One_Test_Instance.JSL

dt = Current Data Table();

Names Default To Here( 1 );
Show( N Rows( dt ), "In Reduce_Test_Instance" );
Show( As Date( Today() ) );
start_time = As Date( Today() );
dt << clear select;
dt << clear column selection;
Wait();

Test_names = {};

dt << Summary(
	Group( :Test_Instance ),
	Freq( "None" ),
	Weight( "None" ),
	output table name( "Summary_of_Table" )
);
dt_summary = Current Data Table();
Wait();


For Each Row( Insert Into( Test_names, dt_summary:Test_Instance ) );
Wait();
For( i = N Items( Test_names ), i > 0, i--,
	If( (!Contains( Test_names[i], "CHAR_char" )),
		Remove From( Test_names, i )
	)
);
dt_summary << select where( Contains( Test_names, :Test_Instance ) );
Wait();
aa = dt << get selected rows;  //Get selected rows in main table
Wait();
Close( dt_summary, nosave );

If( N Rows( aa ) > 0,
	(dt:Test_instance[aa]) = "CHAR_char_meas_TI";
	(dt:Setup[aa]) = "meas_TI";  //Change name in main table

);


dt << clear select;
dt << clear column selection;
Wait();
justvince
Level III

Re: Scripting and very large files

Looks like I pasted same log....  

 

Here is when Running alone...  200s or about 3.33minutes

N Rows(dt) = 41929065;
"In Reduce_Test_Instance";
As Date(Today()) = 15Feb2022:10:11:57;
"Reducing Test Instances Ended";
As Date(Today()) = 15Feb2022:10:15:17;
start_time - As Date(Today()) = -200;

 

 

Craige_Hales
Super User

Re: Scripting and very large files

You might be able to run the code with the JSL debugger/profiler, or just instrument it with finer-grained time_start..time_end like you are doing. My guess is the code has an N^2 behavior (4X time for doubling the data) for some reason with the includes. Maybe a namespace issue with some name that collides with a name in the data table.

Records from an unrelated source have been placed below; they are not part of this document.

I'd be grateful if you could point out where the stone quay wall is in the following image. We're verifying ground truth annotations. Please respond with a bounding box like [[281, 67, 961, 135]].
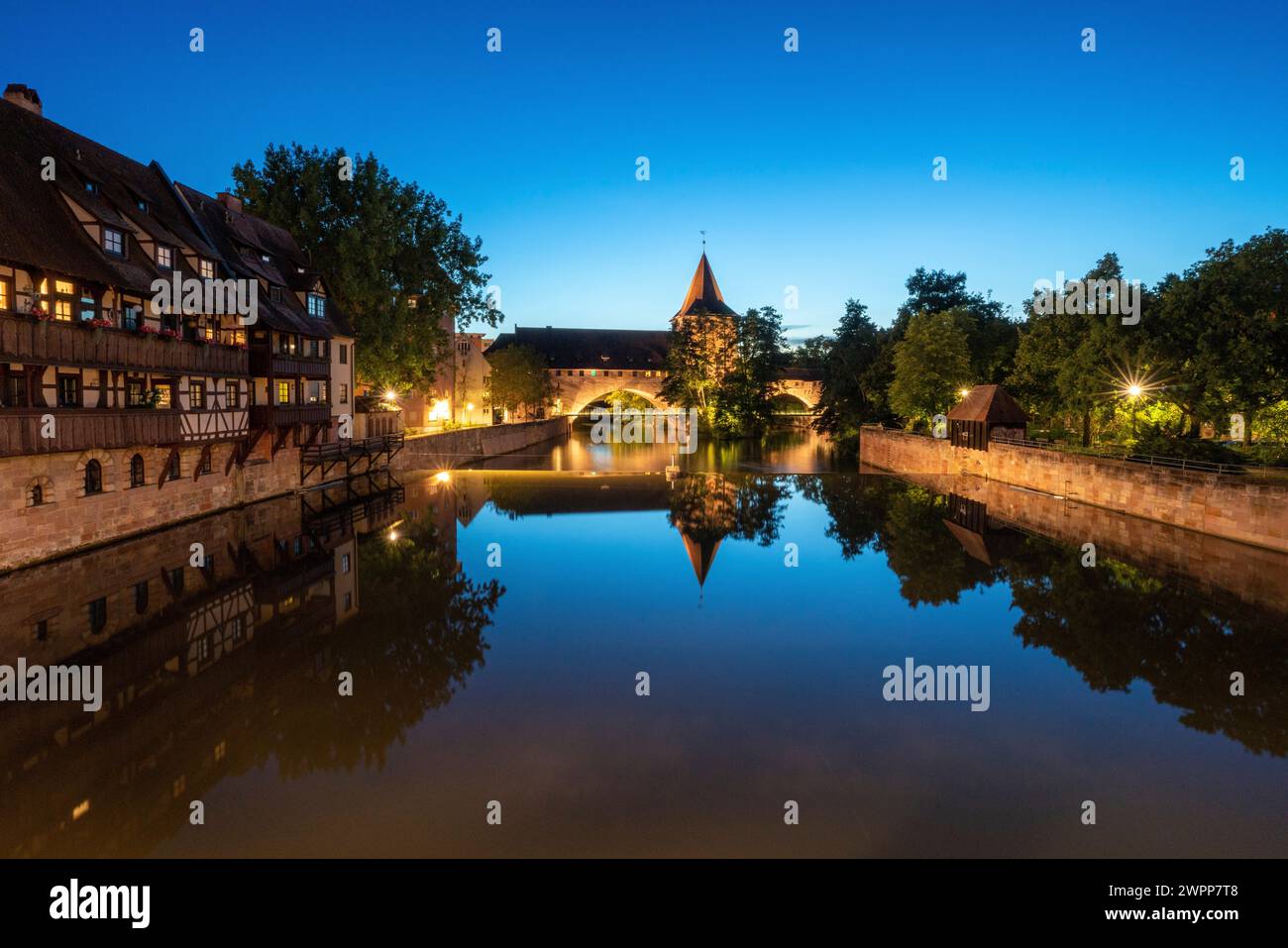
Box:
[[859, 426, 1288, 552]]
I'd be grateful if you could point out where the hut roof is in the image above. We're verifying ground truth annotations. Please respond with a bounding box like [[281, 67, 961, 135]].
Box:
[[948, 385, 1029, 425]]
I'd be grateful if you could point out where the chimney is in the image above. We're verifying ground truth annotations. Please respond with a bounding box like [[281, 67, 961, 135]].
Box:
[[4, 82, 46, 116]]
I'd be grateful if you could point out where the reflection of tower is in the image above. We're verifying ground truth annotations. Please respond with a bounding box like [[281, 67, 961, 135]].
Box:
[[670, 474, 737, 587]]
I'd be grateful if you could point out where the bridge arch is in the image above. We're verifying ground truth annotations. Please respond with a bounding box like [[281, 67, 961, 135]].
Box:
[[564, 380, 666, 415]]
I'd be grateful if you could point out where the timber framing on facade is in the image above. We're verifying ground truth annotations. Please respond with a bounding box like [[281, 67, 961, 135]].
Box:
[[0, 85, 358, 529]]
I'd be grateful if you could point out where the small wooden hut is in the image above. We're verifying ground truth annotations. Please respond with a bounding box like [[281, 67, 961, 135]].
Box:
[[948, 385, 1029, 451]]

One place that could be bad is

dt_summary << select where( Contains( Test_names, :Test_Instance ) );

but it is hard to know without timing it. If Test_names might have 1e6 items and dt_summary might have 1e6 rows, on the average 500,000 test_names would be examined on each of the 1e6 rows. Or maybe there is only 10 or so and it isn't an issue. You might want to rewrite it, approximately like this

// untested. combine two loops and use an aa rather than a list for lookup
Test_names = AssociativeArray();
For Each Row( 
	If( ( Contains( dt_summary:Test_Instance, "CHAR_char" )),
		Test_names[ dt_summary:Test_Instance ] = 1 
	)
);
dt_summary << select where(  Test_names<<Contains( :Test_Instance ) );

The associative array will be much faster if the list has several hundred items.

 

If you want to use the JSL profiler, don't do the 3 hour run for your first profiling experience.Try a small program, using an include, and make sure you play with these buttons:

 

Something in the toolboxSomething in the toolbox

A new window opens, the clock is for timing JSL.A new window opens, the clock is for timing JSL.

The tooltip for the icon says "run profiler".The tooltip for the icon says "run profiler".

you might be able to use the blue pause button or wait for it to end, then examine the hot spots:

tabs for sourcestabs for sourcestabs for sourcestabs for sources

Craige
justvince
Level III

Re: Scripting and very large files

Sorry for the late reply(busy with work).

Thanks for the ideas.  I have never used the debugger.  

I will look at the namespace idea as well.  I have also found that if I have the main DT open (it has been concatenated) and then run the script with include statement it also runs as fast as when I run the script as is (no include).  So something about the main data table being in memory for a while vs concatenating then immediately running the include script.